Hey, everyone! I'm a beginner woodworker and I made a bed frame out of white pine. I used a few coats of a homemade vinegar / steel wool stain and then applied two coats of pure tung oil (mixed 50/50 with citrus solvent). When the tung oil first goes on, the wood looks incredible. But when it dries, it dulls and feels a bit lackluster. I'm not sure if this has to do with the glossiness going away or something else.

So here's my question: how can I get that "wet tung oil" look to stay permanently?

P.S. I am trying to avoid petroleum-based products wherever possible for environmental/health reasons.


----------



## Quickstep (Apr 10, 2012)

Pure Tung Oil takes a really long time to dry, so if you’re applying coats less than a week apart, you’re really just re-dissolving the previous coat.
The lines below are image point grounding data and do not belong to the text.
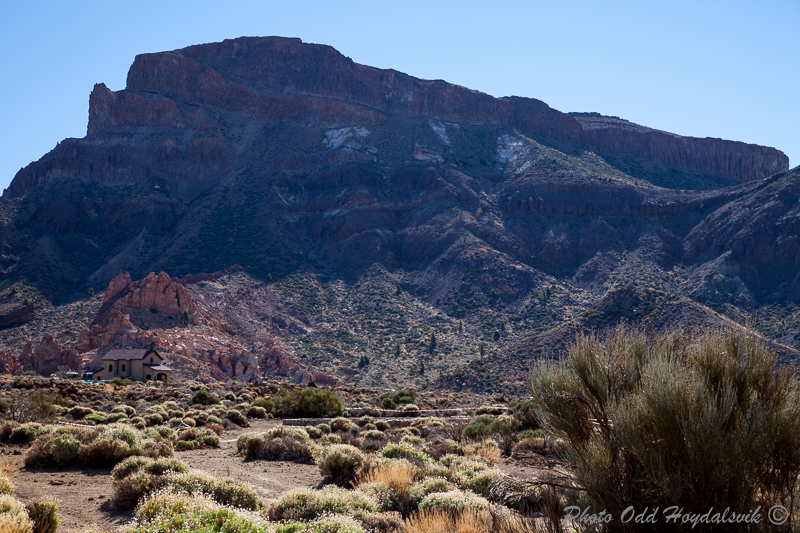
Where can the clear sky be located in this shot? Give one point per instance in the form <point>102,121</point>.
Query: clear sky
<point>727,69</point>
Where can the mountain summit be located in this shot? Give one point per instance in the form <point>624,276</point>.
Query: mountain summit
<point>383,210</point>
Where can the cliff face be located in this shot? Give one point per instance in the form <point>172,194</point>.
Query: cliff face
<point>332,178</point>
<point>278,79</point>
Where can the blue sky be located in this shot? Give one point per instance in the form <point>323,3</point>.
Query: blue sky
<point>701,68</point>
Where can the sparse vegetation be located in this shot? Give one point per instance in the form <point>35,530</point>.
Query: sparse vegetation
<point>697,423</point>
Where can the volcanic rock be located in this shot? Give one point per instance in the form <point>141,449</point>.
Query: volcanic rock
<point>13,314</point>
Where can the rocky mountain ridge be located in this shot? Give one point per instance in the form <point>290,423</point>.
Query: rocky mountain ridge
<point>369,211</point>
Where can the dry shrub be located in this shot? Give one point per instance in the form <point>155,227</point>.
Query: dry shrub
<point>43,515</point>
<point>435,521</point>
<point>529,446</point>
<point>515,493</point>
<point>514,523</point>
<point>14,516</point>
<point>701,423</point>
<point>439,447</point>
<point>454,429</point>
<point>340,463</point>
<point>397,475</point>
<point>6,473</point>
<point>387,522</point>
<point>488,449</point>
<point>216,428</point>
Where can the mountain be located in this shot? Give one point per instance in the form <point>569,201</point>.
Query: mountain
<point>380,212</point>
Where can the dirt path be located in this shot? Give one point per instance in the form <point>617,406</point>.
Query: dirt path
<point>83,494</point>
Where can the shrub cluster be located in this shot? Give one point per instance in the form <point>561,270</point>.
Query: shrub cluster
<point>672,421</point>
<point>104,446</point>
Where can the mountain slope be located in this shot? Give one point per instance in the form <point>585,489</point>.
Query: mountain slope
<point>386,209</point>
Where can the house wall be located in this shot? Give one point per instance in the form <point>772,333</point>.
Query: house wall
<point>135,369</point>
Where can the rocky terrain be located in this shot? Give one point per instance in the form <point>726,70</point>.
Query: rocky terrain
<point>387,229</point>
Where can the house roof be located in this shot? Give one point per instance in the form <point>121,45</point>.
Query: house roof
<point>128,355</point>
<point>160,368</point>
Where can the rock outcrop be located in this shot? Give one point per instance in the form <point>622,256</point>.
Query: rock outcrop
<point>9,364</point>
<point>278,79</point>
<point>149,311</point>
<point>48,358</point>
<point>14,314</point>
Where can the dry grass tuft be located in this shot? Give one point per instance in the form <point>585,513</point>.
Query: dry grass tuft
<point>396,475</point>
<point>488,449</point>
<point>467,521</point>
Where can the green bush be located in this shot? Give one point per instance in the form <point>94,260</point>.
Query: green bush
<point>418,491</point>
<point>25,433</point>
<point>202,437</point>
<point>224,491</point>
<point>279,443</point>
<point>14,515</point>
<point>266,404</point>
<point>454,501</point>
<point>311,504</point>
<point>309,403</point>
<point>237,418</point>
<point>403,451</point>
<point>257,412</point>
<point>340,462</point>
<point>104,446</point>
<point>313,432</point>
<point>525,412</point>
<point>62,449</point>
<point>126,410</point>
<point>674,421</point>
<point>204,397</point>
<point>342,424</point>
<point>79,412</point>
<point>44,517</point>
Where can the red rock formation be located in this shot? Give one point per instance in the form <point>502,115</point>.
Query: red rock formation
<point>273,78</point>
<point>155,292</point>
<point>13,314</point>
<point>48,357</point>
<point>9,364</point>
<point>136,313</point>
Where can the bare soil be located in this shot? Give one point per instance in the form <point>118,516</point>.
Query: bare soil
<point>83,494</point>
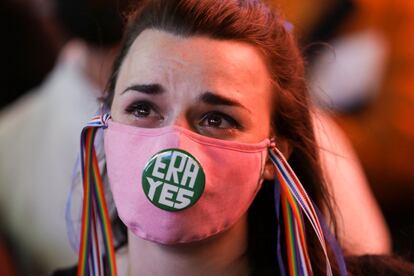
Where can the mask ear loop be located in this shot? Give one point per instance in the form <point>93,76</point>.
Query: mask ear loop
<point>96,226</point>
<point>295,202</point>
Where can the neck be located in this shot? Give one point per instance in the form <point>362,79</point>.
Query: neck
<point>223,254</point>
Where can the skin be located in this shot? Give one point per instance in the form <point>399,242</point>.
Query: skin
<point>219,89</point>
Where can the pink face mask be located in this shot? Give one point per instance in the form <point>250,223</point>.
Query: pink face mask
<point>171,185</point>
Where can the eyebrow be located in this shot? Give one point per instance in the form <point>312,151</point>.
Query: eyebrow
<point>214,99</point>
<point>150,89</point>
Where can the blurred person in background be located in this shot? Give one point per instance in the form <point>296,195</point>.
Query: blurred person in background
<point>24,24</point>
<point>364,78</point>
<point>39,134</point>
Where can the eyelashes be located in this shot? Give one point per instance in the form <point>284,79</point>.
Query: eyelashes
<point>217,119</point>
<point>143,109</point>
<point>148,113</point>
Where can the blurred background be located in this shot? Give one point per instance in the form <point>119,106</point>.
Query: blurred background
<point>55,55</point>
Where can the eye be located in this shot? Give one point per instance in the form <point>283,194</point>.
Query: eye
<point>143,109</point>
<point>218,120</point>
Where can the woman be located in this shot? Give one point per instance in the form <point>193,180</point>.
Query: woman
<point>206,97</point>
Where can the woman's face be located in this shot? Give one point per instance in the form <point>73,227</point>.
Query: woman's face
<point>220,89</point>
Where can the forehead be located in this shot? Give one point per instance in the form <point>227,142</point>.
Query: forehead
<point>226,67</point>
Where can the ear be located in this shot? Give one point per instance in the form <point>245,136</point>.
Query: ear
<point>269,170</point>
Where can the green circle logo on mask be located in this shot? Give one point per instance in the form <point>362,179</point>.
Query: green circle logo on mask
<point>173,180</point>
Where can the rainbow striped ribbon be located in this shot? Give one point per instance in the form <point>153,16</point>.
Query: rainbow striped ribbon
<point>96,225</point>
<point>295,202</point>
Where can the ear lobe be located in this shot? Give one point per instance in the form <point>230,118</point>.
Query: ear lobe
<point>269,169</point>
<point>284,147</point>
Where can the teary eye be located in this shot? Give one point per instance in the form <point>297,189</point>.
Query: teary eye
<point>141,109</point>
<point>218,120</point>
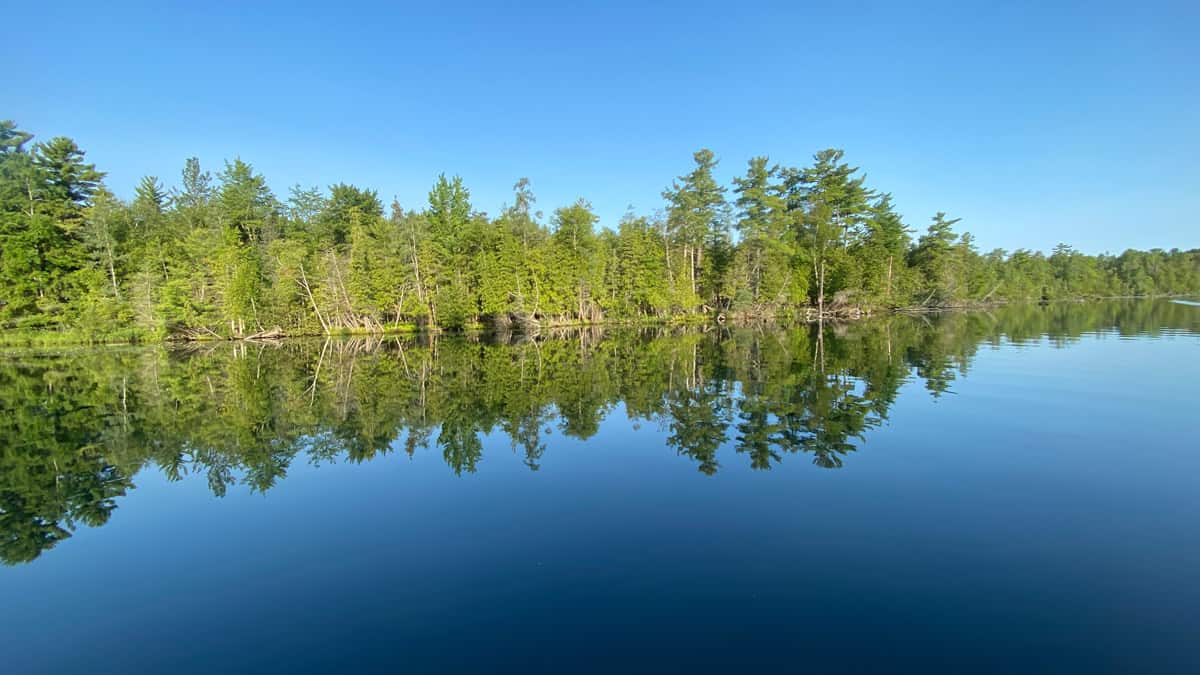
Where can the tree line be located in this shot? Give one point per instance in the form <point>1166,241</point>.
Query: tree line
<point>222,256</point>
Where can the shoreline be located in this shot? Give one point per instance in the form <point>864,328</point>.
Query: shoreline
<point>804,315</point>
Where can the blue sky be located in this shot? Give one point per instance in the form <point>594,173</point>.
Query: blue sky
<point>1035,123</point>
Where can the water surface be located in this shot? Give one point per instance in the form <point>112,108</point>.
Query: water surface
<point>1005,491</point>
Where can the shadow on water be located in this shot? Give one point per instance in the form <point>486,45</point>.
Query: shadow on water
<point>78,425</point>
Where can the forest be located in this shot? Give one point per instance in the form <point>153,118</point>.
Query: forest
<point>83,424</point>
<point>220,256</point>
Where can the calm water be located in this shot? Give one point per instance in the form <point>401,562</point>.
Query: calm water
<point>1007,491</point>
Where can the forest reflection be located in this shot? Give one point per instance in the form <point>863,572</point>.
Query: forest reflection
<point>79,424</point>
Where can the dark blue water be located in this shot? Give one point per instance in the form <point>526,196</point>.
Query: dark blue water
<point>996,493</point>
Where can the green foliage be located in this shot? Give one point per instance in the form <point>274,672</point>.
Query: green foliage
<point>222,257</point>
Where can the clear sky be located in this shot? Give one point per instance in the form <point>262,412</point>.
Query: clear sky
<point>1035,123</point>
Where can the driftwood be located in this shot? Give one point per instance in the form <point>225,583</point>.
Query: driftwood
<point>273,334</point>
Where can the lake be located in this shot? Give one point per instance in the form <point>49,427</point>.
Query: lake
<point>1012,490</point>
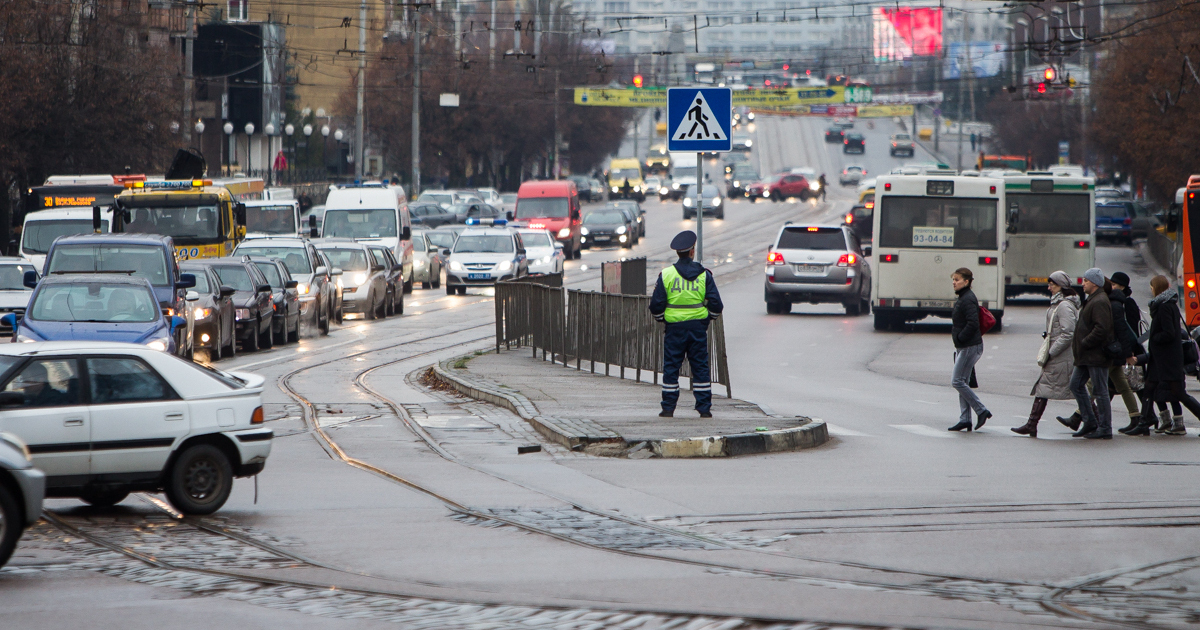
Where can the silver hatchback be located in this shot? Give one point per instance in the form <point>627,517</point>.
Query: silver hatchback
<point>817,264</point>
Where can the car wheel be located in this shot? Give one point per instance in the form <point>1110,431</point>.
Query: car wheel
<point>201,480</point>
<point>103,498</point>
<point>12,523</point>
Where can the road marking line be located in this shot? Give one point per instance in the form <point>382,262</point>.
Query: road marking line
<point>924,430</point>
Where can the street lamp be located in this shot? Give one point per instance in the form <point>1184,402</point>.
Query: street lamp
<point>228,130</point>
<point>250,155</point>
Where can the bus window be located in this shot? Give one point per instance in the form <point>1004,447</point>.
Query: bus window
<point>966,223</point>
<point>1051,214</point>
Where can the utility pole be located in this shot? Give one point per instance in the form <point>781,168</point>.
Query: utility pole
<point>189,78</point>
<point>359,150</point>
<point>417,103</point>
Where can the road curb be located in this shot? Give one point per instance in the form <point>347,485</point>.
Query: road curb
<point>579,433</point>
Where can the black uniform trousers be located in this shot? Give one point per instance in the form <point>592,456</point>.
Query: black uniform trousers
<point>690,340</point>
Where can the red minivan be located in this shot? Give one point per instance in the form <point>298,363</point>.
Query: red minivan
<point>553,205</point>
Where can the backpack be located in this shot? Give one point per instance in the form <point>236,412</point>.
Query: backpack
<point>987,321</point>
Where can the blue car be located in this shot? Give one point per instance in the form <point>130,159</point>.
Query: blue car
<point>96,307</point>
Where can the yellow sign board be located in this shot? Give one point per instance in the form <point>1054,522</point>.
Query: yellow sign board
<point>654,97</point>
<point>885,111</point>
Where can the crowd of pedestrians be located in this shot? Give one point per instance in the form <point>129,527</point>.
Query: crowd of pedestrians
<point>1093,348</point>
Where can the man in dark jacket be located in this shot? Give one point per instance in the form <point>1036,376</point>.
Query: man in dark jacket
<point>1093,331</point>
<point>685,298</point>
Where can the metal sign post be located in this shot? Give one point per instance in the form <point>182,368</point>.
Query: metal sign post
<point>700,119</point>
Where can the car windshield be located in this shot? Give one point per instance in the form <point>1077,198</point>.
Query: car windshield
<point>235,277</point>
<point>537,239</point>
<point>144,261</point>
<point>1050,214</point>
<point>95,301</point>
<point>273,274</point>
<point>604,217</point>
<point>347,259</point>
<point>951,222</point>
<point>541,208</point>
<point>807,239</point>
<point>271,220</point>
<point>184,223</point>
<point>484,244</point>
<point>37,235</point>
<point>293,257</point>
<point>442,239</point>
<point>360,223</point>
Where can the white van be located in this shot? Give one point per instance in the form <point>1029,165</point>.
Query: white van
<point>372,213</point>
<point>43,226</point>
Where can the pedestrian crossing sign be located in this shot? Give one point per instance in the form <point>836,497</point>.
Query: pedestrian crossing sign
<point>700,119</point>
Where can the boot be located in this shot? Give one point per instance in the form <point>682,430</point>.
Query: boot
<point>1165,421</point>
<point>1072,423</point>
<point>1031,426</point>
<point>1134,420</point>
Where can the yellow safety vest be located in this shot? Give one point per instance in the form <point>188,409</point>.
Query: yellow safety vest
<point>685,298</point>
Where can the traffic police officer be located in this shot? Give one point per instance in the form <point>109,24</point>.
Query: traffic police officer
<point>685,298</point>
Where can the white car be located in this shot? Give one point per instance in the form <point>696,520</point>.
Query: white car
<point>545,253</point>
<point>106,419</point>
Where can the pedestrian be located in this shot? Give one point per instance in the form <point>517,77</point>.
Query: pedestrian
<point>685,298</point>
<point>967,349</point>
<point>1055,358</point>
<point>1164,360</point>
<point>1093,333</point>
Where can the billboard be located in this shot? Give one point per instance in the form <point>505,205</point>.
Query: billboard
<point>904,33</point>
<point>987,58</point>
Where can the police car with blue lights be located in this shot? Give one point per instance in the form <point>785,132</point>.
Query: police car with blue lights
<point>485,252</point>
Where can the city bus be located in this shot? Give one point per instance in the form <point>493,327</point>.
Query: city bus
<point>204,220</point>
<point>1051,226</point>
<point>925,227</point>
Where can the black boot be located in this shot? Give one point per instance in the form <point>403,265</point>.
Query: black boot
<point>1072,423</point>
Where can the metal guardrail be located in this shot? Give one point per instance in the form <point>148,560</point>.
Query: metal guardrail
<point>583,327</point>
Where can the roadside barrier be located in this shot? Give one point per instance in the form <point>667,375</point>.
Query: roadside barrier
<point>582,327</point>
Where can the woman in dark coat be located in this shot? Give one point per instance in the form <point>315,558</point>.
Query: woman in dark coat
<point>1164,360</point>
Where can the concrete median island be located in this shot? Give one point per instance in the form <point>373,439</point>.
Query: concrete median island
<point>613,417</point>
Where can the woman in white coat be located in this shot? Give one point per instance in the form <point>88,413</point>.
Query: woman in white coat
<point>1055,355</point>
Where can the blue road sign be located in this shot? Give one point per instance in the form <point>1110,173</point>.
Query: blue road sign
<point>700,119</point>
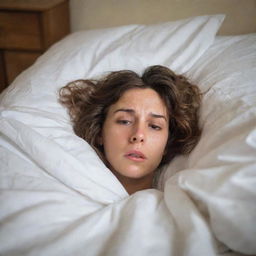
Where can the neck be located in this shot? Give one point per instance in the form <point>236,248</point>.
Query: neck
<point>133,185</point>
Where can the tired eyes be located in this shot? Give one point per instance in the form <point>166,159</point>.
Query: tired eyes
<point>129,122</point>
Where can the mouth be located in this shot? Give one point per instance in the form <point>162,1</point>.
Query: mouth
<point>135,155</point>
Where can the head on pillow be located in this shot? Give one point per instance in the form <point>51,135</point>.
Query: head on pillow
<point>124,111</point>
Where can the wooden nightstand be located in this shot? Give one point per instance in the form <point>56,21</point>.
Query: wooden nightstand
<point>27,29</point>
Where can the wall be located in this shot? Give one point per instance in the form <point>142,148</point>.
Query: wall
<point>90,14</point>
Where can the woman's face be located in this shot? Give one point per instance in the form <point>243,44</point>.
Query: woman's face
<point>135,134</point>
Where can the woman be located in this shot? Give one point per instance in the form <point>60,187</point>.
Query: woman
<point>135,124</point>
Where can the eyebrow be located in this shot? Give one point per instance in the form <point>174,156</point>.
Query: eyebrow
<point>132,111</point>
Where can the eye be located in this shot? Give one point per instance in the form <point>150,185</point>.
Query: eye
<point>155,127</point>
<point>124,122</point>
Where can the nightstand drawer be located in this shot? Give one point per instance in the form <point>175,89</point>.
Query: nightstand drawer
<point>17,61</point>
<point>20,30</point>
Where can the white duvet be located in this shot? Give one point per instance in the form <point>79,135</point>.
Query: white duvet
<point>57,197</point>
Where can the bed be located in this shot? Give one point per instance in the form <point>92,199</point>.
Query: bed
<point>58,198</point>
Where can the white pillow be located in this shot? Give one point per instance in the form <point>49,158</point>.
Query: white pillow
<point>32,98</point>
<point>219,174</point>
<point>87,54</point>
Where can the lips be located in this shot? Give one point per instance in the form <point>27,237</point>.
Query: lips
<point>135,155</point>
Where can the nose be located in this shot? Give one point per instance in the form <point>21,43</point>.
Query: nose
<point>138,136</point>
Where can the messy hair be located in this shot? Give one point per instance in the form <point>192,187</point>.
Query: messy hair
<point>88,102</point>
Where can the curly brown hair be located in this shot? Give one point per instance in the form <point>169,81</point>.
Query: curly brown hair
<point>88,102</point>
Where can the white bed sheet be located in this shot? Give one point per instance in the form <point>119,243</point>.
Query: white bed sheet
<point>57,198</point>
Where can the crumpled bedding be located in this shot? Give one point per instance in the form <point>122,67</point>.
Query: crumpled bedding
<point>57,197</point>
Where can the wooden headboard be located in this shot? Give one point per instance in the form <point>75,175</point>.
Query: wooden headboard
<point>91,14</point>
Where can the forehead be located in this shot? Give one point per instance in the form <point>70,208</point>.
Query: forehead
<point>146,100</point>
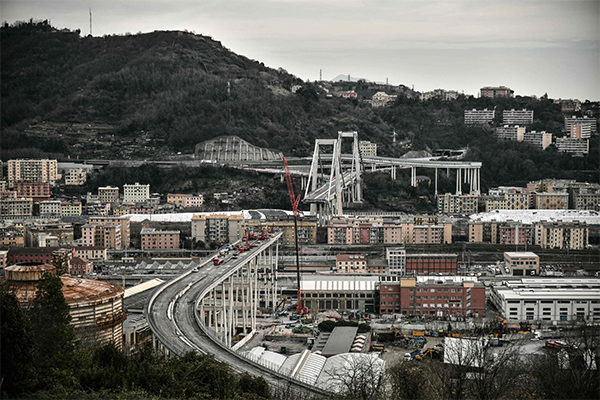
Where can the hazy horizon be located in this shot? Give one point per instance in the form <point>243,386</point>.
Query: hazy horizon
<point>533,47</point>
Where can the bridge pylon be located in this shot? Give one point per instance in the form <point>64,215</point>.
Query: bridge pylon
<point>328,197</point>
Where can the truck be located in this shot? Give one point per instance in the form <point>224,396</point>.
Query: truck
<point>412,355</point>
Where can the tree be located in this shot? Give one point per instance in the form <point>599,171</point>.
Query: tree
<point>18,346</point>
<point>51,323</point>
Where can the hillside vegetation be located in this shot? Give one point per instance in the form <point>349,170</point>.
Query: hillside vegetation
<point>148,96</point>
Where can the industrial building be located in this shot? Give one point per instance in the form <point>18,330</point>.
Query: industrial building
<point>96,307</point>
<point>548,300</point>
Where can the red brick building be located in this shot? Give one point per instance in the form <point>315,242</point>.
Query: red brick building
<point>431,263</point>
<point>81,266</point>
<point>420,299</point>
<point>154,239</point>
<point>38,191</point>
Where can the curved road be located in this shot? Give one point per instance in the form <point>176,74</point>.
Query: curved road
<point>171,313</point>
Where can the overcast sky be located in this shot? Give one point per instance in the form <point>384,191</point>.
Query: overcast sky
<point>531,46</point>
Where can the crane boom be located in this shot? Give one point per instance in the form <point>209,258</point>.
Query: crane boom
<point>295,201</point>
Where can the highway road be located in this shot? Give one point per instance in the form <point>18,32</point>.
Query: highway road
<point>171,313</point>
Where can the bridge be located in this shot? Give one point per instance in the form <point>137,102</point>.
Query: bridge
<point>203,309</point>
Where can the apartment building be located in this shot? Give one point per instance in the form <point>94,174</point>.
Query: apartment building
<point>367,148</point>
<point>551,200</point>
<point>396,259</point>
<point>590,123</point>
<point>103,235</point>
<point>463,204</point>
<point>38,191</point>
<point>136,193</point>
<point>402,230</point>
<point>185,200</point>
<point>562,235</point>
<point>517,117</point>
<point>539,140</point>
<point>123,222</point>
<point>479,117</point>
<point>16,208</point>
<point>572,145</point>
<point>307,230</point>
<point>218,228</point>
<point>33,170</point>
<point>432,298</point>
<point>351,263</point>
<point>157,239</point>
<point>75,177</point>
<point>494,92</point>
<point>547,300</point>
<point>522,263</point>
<point>508,132</point>
<point>108,194</point>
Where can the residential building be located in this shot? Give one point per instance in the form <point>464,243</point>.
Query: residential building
<point>479,117</point>
<point>38,190</point>
<point>539,140</point>
<point>50,208</point>
<point>496,92</point>
<point>90,252</point>
<point>396,258</point>
<point>590,124</point>
<point>124,224</point>
<point>218,228</point>
<point>307,230</point>
<point>453,204</point>
<point>426,264</point>
<point>81,266</point>
<point>522,263</point>
<point>75,177</point>
<point>347,294</point>
<point>136,193</point>
<point>547,300</point>
<point>573,145</point>
<point>351,263</point>
<point>157,239</point>
<point>517,117</point>
<point>185,200</point>
<point>69,209</point>
<point>551,200</point>
<point>59,234</point>
<point>562,235</point>
<point>432,298</point>
<point>367,148</point>
<point>510,132</point>
<point>16,208</point>
<point>108,194</point>
<point>382,99</point>
<point>33,170</point>
<point>580,131</point>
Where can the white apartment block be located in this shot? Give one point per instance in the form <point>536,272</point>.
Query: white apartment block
<point>514,132</point>
<point>591,122</point>
<point>517,117</point>
<point>33,170</point>
<point>367,148</point>
<point>75,177</point>
<point>573,145</point>
<point>548,300</point>
<point>396,258</point>
<point>136,193</point>
<point>479,117</point>
<point>539,140</point>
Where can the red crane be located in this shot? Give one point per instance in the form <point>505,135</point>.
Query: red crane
<point>295,201</point>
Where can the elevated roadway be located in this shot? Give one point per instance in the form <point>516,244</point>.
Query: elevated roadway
<point>172,314</point>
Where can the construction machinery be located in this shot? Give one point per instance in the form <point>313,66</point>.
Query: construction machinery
<point>295,200</point>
Also, Pure Tung Oil will never build much in the way of gloss. I did an experiment where I applied something like eight coats each a week apart and never got much gloss. 


Polymerized Tung Oil will build gloss. I’ve used the one below with great success. It does contain some thinner. 

http://www.sutherlandwelles.com/original.html


They also make a botanical version

http://www.sutherlandwelles.com/botanical.html


----------



## Brian T. (Dec 19, 2012)

There are times when I want a wood carving, or a part of one, to be water wet glossy.

I got it. The rustic furniture shop down my street uses lots of it.
All diamond willow furniture, walking canes and hiking poles.
Easily and quickly applied with a cotton glove, they work in batches of 50 units at a time for canes.

MinWax Tung Oil Protective Finish is organic solvent based which you will reject.
Four coats a week apart. When you can't smell it, time for the next coat.

The first coat soaks in and goes sort of satin. NO SANDING.
Instead, use the flat-stranded, extra coarse steel wool to cut off any fuzzies that stick up.
It skates over the finish so nothing gets shredded like with sandpapers.
Fine steel wool is useless for this task.

For my damaged sense of balance, I have had relief the past couple of years,
walking with a DW cane that I bought from that local shop. TOPF finish, 4 coats.
I't harder and more dent proof than I expected.


----------



## avi.kenny (Sep 1, 2018)

Thanks to both of you! This is extremely helpful. I think I'm going to try the botanical polymerized tung oil and see what happens.

Out of curiosity, what *is* polymerized tung oil (versus pure tung oil)? As in, what is done to the pure tung oil to make this other product? Is it just tung oil with a solvent added?


----------



## Quickstep (Apr 10, 2012)

As I understand it, they use heat and some chemicals like metallic driers to accelerate the polymerization process. That way the oil cures faster, staying on the surface and allowing it to build gloss. Some “Tung Oil finishes” add resin or varnish, but Sutherland Welles says they don’t. (They seemed very willing to answer questions when I called)

By the way, thanks to the polymerization process, the finish in the can will begin to cure and turn to goo if the can is left half full. To avoid this, I add marbles to the can to displace the air. 

Also, rags soaked with drying oils are subject to spontaneous combustion. Make sure they’re disposed of properly. 

Please let us know how it goes.


----------